The Growth Continues

Many identity based student organizations began to form as Wentworth's student population became more diverse. Many "first" and exciting milestone happened during this period of time as women grew in numbers. As the 90's came to the end, Wentworth entered a new millenium that would bring more diverse experiences and opportunities for faculty, staff, and students.

Club tables at the annual involvement fair
  • 1980's

    1980: International Student Club begins at Wentworth.

    1980: Diane Rudnick becomes an American Council of Education (ACE) Fellow becoming the first WIT faculty member to do so.

    1981: National Technical Association student chapter at Wentworth. The NTA promotes minorities in technical fields.

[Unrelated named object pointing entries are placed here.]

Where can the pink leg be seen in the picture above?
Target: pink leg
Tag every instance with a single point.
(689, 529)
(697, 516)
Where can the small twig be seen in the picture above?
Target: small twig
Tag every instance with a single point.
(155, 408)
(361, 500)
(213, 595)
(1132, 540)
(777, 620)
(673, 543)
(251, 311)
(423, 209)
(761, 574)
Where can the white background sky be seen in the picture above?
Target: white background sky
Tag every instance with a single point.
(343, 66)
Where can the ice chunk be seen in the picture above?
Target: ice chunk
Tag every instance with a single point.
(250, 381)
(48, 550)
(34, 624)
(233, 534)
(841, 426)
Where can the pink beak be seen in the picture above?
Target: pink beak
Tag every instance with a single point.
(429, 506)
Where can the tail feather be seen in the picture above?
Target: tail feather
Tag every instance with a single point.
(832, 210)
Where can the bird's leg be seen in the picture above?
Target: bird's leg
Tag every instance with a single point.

NTA is not an active organization as of 2020.

    1981: Linda P. Fernandes becomes the first woman to receive the Alumni Medal of Honor

    1981: Paula Woodman is the first female student to serve as Class Marshall

    1981: Sonia O’Neil is the first female to receive the Beatty Medal for outstanding scholarship and excellence in character (September CO-OP graduation).

    1982: The Society of Women Engineers (SWE) student chapter at Wentworth forms. SWE encourages women to achieve full potential in careers as engineers and leaders, expands the image of the engineering profession as a positive force in the quality of life, and demonstrates the value of diversity. The chapter continues to be one of the most involved student organizations on campus today (2020).

    1982: Zhengliang Lu China receives the Alumni Medal of Honor.

    1982: Fred L. Thompson elected to Wentworth Corporation Plant Manager Monsanto Chemical. Thompson becomes a Trustee in 1984.

    1983: Professor John Alexander (Math) serves as Director of Blacks and Mathematics, a national project under the sponsorship of the Mathematical Association of America.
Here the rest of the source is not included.